Turner a découvert le réseau de tubes pour la première fois en 1992 dans les roches de l’ancien récif cyanobactérien de Little Dal dans les monts Mackenzie au Canada. « J’ai trouvé cette chose qui n’était absolument pas à sa place », dit-il. « C’était beaucoup plus complexe en termes de structure que tout ce que les cyanobactéries pouvaient faire. »

Image au microscope d'anciens fossiles d'éponges de mer
Cette image au microscope montre les tubes pâles ressemblant à des vers de fossiles putatifs d’anciennes éponges de mer, trouvés dans une roche vieille de 890 millions d’années.Tourneur CE /La nature 2021
Image au microscope d'anciens fossiles d'éponges de mer
Cette image au microscope montre les tubes pâles ressemblant à des vers de fossiles présumés d’anciennes éponges de mer, trouvés dans une roche vieille de 890 millions d’années.Tourneur CE /La nature 2021

Il aurait alors signalé les curieux gribouillis, mais sans autre chose pour les éponger autre qu’une ressemblance générale, Turner est passé à autre chose. Mais après dernières recherches a montré que les éponges pouvaient être conservées dans la roche de la même manière que les mouvements pâles de Little Dal, il est revenu sur sa découverte.

Turner soutient que de nombreuses éponges modernes n’ont pas de spicules et que les fossiles qui viennent d’être décrits peuvent être similaires. Et cela suggère que les éponges précédant l’événement d’oxydation néoprotérozoïque peuvent avoir éliminé une existence dans des « oasis d’oxygène » le long des récifs microbiens, vivant dans des trous et des flancs de récifs et ne rivalisant pas avec les cyanobactéries pour l’espace.

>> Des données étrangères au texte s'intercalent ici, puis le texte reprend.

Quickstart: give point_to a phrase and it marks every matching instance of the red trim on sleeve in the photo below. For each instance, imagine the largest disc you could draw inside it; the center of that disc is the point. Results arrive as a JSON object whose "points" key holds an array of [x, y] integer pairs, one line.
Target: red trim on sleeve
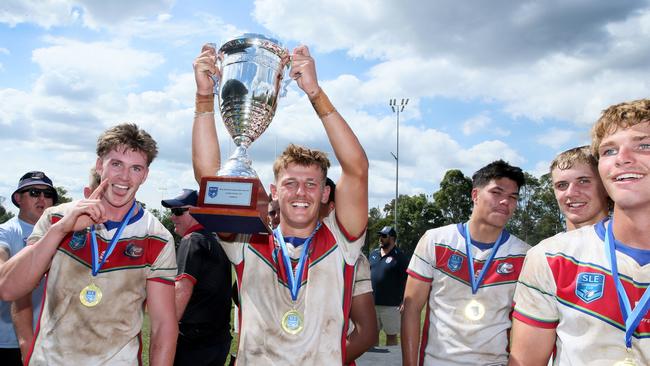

Il est possible que les premières éponges aient émergé bien avant le reste de la vie animale et soient restées dans une sorte de « stase évolutive » dans des conditions de faible teneur en oxygène, dit-elle, avec l’évolution d’animaux plus tardifs et plus complexes qui ont dû attendre que le gaz devienne plus abondante.

Les scientifiques connaissent des types étranges de fossiles sur le récif de Little Dal depuis un certain temps, explique James Schiffbauer, paléobiologiste à l’Université du Missouri à Columbia qui n’a pas participé à la recherche. Et « nous attendions des horloges moléculaires que les éponges soient présentes plus tôt dans le Néoprotérozoïque. [Era]« Il ajoute, se référant aux analyses génétiques qui estiment que les éponges ont évolué bien avant la période cambrienne. « Il n’a été question que de les retrouver, s’ils ont été conservés.

Des recherches futures pourraient aider à confirmer l’identité des fossiles. Turner prévoit de travailler davantage avec les tubes plus anciens, ajoutant que vous pourriez obtenir plus de réponses en cherchant aux bons endroits. « Nous devons rechercher des matériaux similaires avec un esprit vraiment ouvert dans des roches du même âge, et nous devons également rechercher des preuves animales plus complexes », plutôt que des organismes plus simples comme des microbes.